Persistence
Streaming没有做特别的事情,DStream最终还是以其中的每个RDD作为job进行调度的,所以persistence就以RDD为单位按照原先Spark的方式去做就可以了,不同的是Streaming是无限,需要考虑Clear的问题
在clearMetadata时,在删除过期的RDD的同时,也会做相应的unpersist
比较特别的是,NetworkInputDStream,是一定会做persistence的,因为会事先将流数据转化为persist block,然后NetworkInputDStream直接从block中读到数据
在design中看到NetworkInputDStream会将source data存两份,防止丢失,但在代码中没有找到这段逻辑,只看到往blockManager写入一份
Checkpoint
在Streaming中Checkpoint有特殊的意义
对于普通的Spark,没有cp不会影响正确性,因为任何数据都是可以从source replay出来的,而source data往往在HDFS上,所以cp只是一种优化。
并且Spark也只在worker级别做了failover,worker挂了,没事把上面的tasks换个worker重新replay出来即可, 但是并没有做driver的failover,driver挂了就失败了
因为Spark本身就看成是个query engine,query失败了没什么损失,again就ok
但是对于SparkStreaming,这个问题就没有那么简单了,如果driver挂掉,不做任何处理,恢复以后到底从哪里开始做?
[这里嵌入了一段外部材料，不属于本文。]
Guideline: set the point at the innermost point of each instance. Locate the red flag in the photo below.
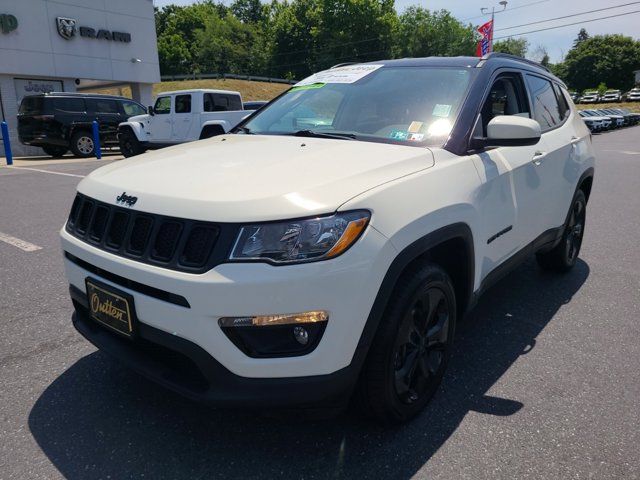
(484, 45)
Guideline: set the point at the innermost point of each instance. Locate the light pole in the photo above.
(485, 10)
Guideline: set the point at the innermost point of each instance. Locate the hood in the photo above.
(240, 178)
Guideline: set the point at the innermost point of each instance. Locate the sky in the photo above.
(557, 41)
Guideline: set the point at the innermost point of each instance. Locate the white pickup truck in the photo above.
(181, 116)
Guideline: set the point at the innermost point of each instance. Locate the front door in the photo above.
(182, 118)
(161, 124)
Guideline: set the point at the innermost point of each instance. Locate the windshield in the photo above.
(403, 105)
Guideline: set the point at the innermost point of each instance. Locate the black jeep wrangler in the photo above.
(59, 121)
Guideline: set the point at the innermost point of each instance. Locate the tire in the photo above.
(54, 150)
(129, 144)
(82, 144)
(410, 352)
(564, 256)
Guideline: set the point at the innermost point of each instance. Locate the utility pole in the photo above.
(485, 10)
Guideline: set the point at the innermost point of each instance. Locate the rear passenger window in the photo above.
(564, 108)
(162, 106)
(546, 109)
(74, 105)
(183, 103)
(221, 102)
(105, 106)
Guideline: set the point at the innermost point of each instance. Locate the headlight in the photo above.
(298, 241)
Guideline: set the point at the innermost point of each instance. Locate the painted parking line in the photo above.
(16, 242)
(47, 171)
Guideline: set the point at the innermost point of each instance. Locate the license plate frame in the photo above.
(111, 308)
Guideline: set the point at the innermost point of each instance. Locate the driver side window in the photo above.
(506, 97)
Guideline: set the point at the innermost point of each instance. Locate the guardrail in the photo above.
(220, 76)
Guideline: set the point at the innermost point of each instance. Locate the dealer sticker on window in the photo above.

首先一定会丢数据,影响正确性,因为流数据是无限的,你不可能像Spark一样把所有数据replay一遍,即使source支持replay,比如kafka
所以对于Streaming的checkpoint分为两部分,RDD的cp和DStreamGraph的cp
对于RDD的cp和Spark是一致的,没有区别
下面谈谈对于DStreamGraph的cp,目的就是在StreamingContext被重启后,可以从cp中恢复出之前Graph的执行时状况
a. Graph对象是会整个被序列化到文件,而其中最关键的是outputStreams,看似这里只会persist最终的outputStreams,其实会persist整个graph上所有的DStream
因为在def dependencies: List[DStream[_]]会包含所有的上一层DStream,依次递归,就会包含所有的DStream对象
在恢复出DStream对象后,如何恢复当时的RDD状况,可以看到generatedRDDs是@transient的,并不会被persist
答案在DStream.DStreamCheckpointData中,通过currentCheckpointFiles可以记录下cp时,generatedRDDs中所有完成cp的RDD的(times,cpfilename)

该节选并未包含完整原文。